Anticompetitive concerns 

Canada
The Canadian model adds costs to a product, and limits the choice available to Canadian consumers, said some industry sources. Image: © iStockPhoto

“The question is how is this benefiting the consumer? I don’t see any of the small companies jumping up and down saying this is going to really improve out industry. It may benefit the pocketbooks of certain companies that produce things in large amounts,” ​Lambert said.

While proponents of the system say that the burdens it might impose would be light, even a small straw could break a diminutive camel’s back, say small company advocates. FDA already seems to have too much to do, so a user fee seems the most likely way a new regulatory structure could be funded.

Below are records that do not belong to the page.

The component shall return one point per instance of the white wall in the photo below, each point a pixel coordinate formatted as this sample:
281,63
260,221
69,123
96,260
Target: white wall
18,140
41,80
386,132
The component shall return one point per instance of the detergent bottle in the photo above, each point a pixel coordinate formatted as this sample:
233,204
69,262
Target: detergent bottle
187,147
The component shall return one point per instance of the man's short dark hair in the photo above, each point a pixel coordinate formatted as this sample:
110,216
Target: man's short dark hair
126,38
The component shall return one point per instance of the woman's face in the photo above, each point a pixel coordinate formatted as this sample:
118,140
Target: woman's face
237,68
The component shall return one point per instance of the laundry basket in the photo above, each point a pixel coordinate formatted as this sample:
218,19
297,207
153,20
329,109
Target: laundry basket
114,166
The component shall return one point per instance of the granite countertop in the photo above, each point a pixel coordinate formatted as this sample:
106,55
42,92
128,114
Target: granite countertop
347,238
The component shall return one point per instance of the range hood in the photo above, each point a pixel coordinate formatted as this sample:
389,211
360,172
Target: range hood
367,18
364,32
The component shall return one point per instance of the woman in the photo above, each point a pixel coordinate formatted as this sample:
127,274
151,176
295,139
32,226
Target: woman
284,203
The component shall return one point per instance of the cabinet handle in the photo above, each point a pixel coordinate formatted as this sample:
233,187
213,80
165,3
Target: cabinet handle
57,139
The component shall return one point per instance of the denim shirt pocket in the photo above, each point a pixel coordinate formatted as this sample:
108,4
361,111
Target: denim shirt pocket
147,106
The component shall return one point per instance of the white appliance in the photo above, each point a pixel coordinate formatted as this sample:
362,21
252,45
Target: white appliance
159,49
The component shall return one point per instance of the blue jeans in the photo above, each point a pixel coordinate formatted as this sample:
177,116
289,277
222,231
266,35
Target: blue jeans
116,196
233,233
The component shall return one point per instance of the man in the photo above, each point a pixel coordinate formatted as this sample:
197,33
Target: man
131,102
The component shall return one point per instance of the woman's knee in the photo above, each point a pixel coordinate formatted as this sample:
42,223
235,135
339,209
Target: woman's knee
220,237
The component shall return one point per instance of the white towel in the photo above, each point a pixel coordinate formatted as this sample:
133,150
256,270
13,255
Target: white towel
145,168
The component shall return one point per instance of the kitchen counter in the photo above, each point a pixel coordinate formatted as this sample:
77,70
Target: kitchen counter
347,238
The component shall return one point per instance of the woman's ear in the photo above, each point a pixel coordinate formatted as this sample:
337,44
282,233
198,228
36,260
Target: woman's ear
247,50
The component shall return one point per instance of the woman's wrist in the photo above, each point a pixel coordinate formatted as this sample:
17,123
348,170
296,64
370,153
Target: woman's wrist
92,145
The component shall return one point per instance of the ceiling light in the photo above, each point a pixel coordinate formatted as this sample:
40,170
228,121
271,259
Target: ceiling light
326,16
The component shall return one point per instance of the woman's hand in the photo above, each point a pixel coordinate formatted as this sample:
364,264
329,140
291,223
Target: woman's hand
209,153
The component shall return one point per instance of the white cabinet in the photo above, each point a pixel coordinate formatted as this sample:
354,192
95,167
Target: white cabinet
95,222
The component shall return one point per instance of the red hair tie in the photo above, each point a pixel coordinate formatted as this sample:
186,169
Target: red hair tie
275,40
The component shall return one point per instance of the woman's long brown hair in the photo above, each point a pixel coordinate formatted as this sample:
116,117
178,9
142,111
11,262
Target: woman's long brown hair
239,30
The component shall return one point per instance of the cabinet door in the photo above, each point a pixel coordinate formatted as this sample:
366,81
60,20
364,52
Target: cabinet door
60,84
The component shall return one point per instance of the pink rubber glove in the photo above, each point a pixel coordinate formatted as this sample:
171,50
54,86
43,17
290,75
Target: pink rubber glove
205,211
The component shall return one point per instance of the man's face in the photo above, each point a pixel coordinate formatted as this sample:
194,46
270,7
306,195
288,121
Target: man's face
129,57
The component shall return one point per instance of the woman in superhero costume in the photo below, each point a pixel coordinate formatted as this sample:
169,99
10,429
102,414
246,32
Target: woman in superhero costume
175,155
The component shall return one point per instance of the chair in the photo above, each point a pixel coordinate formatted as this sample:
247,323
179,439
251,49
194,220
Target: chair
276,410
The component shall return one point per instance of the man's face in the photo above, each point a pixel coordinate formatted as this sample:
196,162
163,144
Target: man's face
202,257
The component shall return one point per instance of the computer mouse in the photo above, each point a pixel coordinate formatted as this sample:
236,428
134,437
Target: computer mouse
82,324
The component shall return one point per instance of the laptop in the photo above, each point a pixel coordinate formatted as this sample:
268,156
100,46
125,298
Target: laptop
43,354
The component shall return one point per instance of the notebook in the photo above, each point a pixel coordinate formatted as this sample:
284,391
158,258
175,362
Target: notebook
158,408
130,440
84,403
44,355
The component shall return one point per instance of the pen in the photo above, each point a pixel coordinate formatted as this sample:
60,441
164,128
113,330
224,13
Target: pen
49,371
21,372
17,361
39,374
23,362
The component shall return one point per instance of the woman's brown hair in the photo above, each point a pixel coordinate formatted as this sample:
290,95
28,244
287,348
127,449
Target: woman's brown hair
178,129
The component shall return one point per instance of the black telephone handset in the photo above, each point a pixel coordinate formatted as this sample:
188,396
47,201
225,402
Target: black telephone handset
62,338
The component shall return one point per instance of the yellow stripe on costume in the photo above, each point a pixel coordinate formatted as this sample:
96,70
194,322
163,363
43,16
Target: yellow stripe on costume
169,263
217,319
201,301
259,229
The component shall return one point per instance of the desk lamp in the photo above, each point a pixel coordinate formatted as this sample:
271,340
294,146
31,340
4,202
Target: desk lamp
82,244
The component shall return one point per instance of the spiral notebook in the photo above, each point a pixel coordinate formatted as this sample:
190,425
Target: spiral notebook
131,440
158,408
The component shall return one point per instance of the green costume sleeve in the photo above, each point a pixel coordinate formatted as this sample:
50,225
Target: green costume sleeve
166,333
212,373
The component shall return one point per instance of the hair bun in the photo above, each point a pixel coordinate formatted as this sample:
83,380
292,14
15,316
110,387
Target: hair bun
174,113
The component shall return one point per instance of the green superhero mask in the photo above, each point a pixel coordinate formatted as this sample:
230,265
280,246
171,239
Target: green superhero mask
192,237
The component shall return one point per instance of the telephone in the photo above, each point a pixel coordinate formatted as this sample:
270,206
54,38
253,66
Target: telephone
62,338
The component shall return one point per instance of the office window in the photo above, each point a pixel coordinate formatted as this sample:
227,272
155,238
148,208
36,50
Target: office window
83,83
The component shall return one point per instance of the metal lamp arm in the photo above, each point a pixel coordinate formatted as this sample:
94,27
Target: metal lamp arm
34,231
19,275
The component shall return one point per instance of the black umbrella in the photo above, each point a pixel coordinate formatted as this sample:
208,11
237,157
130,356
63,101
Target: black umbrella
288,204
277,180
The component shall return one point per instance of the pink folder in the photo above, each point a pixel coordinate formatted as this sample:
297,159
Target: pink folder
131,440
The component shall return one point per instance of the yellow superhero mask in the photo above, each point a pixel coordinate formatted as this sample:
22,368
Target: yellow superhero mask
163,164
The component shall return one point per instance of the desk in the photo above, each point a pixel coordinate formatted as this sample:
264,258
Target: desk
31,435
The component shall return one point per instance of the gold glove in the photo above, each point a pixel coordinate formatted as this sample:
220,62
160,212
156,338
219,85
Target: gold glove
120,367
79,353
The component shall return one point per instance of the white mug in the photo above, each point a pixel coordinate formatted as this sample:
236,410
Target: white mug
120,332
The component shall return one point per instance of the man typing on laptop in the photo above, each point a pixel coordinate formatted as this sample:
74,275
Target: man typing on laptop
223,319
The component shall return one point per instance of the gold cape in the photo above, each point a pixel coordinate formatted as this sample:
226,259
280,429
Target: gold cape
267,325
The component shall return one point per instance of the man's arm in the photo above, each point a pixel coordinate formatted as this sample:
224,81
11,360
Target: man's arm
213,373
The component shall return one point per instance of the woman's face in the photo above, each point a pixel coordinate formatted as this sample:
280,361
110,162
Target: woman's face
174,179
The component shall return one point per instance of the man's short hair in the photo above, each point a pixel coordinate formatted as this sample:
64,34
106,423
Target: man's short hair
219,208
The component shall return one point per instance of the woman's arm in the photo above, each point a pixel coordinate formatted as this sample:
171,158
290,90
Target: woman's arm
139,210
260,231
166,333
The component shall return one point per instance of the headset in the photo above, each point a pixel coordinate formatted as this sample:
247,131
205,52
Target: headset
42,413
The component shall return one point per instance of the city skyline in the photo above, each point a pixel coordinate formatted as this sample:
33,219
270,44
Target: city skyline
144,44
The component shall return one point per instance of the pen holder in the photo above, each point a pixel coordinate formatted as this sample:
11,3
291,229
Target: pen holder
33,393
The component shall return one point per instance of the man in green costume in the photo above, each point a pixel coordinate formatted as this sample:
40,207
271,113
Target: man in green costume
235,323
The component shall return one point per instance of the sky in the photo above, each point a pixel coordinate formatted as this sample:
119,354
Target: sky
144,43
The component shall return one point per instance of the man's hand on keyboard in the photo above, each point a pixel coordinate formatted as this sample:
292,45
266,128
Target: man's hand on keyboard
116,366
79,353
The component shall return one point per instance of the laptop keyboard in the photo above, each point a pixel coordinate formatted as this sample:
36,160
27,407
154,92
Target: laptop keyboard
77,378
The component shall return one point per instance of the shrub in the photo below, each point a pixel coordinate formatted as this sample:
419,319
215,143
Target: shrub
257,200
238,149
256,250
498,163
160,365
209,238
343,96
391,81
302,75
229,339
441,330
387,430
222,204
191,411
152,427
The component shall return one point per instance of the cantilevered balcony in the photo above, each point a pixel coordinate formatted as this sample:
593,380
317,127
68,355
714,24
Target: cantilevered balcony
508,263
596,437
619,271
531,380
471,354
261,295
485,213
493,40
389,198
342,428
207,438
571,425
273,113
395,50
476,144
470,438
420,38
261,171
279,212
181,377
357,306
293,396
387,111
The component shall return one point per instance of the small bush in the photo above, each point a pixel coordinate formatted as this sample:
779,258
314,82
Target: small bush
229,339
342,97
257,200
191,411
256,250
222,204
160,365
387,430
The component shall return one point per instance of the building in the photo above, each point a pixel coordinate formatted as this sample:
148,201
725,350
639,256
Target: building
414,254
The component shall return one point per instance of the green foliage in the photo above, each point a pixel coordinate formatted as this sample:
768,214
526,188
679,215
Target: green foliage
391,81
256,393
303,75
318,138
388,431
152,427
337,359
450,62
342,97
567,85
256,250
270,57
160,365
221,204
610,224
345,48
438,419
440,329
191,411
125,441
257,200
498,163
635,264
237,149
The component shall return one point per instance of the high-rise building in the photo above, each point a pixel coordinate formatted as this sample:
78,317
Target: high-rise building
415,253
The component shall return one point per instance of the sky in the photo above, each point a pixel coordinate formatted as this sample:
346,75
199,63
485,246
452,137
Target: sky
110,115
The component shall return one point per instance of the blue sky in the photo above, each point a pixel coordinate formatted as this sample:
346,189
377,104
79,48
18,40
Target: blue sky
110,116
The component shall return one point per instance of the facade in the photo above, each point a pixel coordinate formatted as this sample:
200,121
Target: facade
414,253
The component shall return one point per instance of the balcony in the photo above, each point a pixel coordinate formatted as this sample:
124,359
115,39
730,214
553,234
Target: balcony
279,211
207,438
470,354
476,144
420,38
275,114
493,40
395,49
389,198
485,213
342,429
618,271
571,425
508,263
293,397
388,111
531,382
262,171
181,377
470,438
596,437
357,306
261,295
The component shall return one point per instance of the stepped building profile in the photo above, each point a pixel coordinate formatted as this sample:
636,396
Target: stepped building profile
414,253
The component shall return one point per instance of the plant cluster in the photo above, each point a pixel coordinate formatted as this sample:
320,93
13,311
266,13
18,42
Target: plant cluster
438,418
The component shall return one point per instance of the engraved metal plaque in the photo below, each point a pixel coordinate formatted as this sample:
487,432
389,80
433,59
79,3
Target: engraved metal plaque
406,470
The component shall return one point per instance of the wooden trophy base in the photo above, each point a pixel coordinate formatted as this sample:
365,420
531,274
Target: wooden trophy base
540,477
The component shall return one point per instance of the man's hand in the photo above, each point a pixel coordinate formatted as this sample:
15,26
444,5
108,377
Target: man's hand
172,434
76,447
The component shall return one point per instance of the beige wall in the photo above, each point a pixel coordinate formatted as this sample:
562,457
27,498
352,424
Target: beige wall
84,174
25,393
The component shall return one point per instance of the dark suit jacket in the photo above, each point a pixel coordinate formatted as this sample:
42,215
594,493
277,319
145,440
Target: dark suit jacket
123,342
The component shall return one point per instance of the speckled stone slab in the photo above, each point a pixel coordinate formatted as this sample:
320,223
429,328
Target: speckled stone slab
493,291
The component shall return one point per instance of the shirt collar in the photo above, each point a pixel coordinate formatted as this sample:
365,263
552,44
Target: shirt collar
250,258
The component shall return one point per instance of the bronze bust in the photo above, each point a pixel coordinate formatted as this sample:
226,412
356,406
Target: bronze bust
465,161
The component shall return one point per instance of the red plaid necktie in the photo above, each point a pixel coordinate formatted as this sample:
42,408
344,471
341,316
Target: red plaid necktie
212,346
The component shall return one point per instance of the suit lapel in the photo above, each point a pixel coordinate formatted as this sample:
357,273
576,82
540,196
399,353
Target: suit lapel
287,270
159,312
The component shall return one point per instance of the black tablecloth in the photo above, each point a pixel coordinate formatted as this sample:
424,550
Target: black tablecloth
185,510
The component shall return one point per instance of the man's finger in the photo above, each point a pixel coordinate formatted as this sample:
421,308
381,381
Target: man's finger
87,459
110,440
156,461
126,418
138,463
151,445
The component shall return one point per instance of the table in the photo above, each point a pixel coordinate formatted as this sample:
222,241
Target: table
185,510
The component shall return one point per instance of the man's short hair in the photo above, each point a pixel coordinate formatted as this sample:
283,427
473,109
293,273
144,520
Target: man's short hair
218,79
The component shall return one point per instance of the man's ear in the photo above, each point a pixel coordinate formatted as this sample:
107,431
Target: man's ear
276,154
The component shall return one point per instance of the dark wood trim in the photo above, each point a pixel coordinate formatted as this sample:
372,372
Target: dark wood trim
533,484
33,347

“A user fee may be established if there is pre-market registration," ​said Metagenics' Holmes. "If it is a significant amount of money it will be a hardship for some companies. If there were user fees of hundreds of dollars it could definitely put a lot of smaller companies, especially the herbal companies, out of business. It would be a disaster for the industry.”​ 

Much of the information being envisioned for the registration system is already being collected by one agency or another or provided to consumers in some way. Production facilities must be registered both under the Bioterroism Act and the Food Safety Modernization Act. Certain information is required to be on product labels, including ingredient information and allergen warnings, and labels must have company contact information so that consumers can report adverse events. Information that appears on packages is being gathered by the National Institutes of Health in a dietary supplement label database. 

Cost of doing business?

Some observers say, however, that it can be difficult for outsiders not familiar with the industry to know where to go to get the information they might need quickly, as in a case of a toxic reaction. If the burdens of a registry could be kept within reason, such a system, with all that information in one place, could address those criticisms and help bolster consumer confidence, proponents say.

“In its most simplified form, yes, for some level of comfort, I would agree that such a pre-market registration could actually be good for the industry, and such a move has the potential to improve upon DSHEA,” ​said Shaheen Majeed, marketing director for ingredient supplier and contract manufacturer Sabinsa Corp.

LeDoux said that the anti-competitive concerns aside, a system along the lines of what he’s proposing may very likely become a simple cost of doing business.

“I sell products in 40 countries and in 39 of them I have to go through this process. Self regulation was a nice try but I don’t know that is has worked,”​ he said.

“I have had a conversation with a prominent critic of our industry who thinks this is a great idea. If we are going to regain and establish consumer confidence I think we need to consider this,” ​LeDoux said.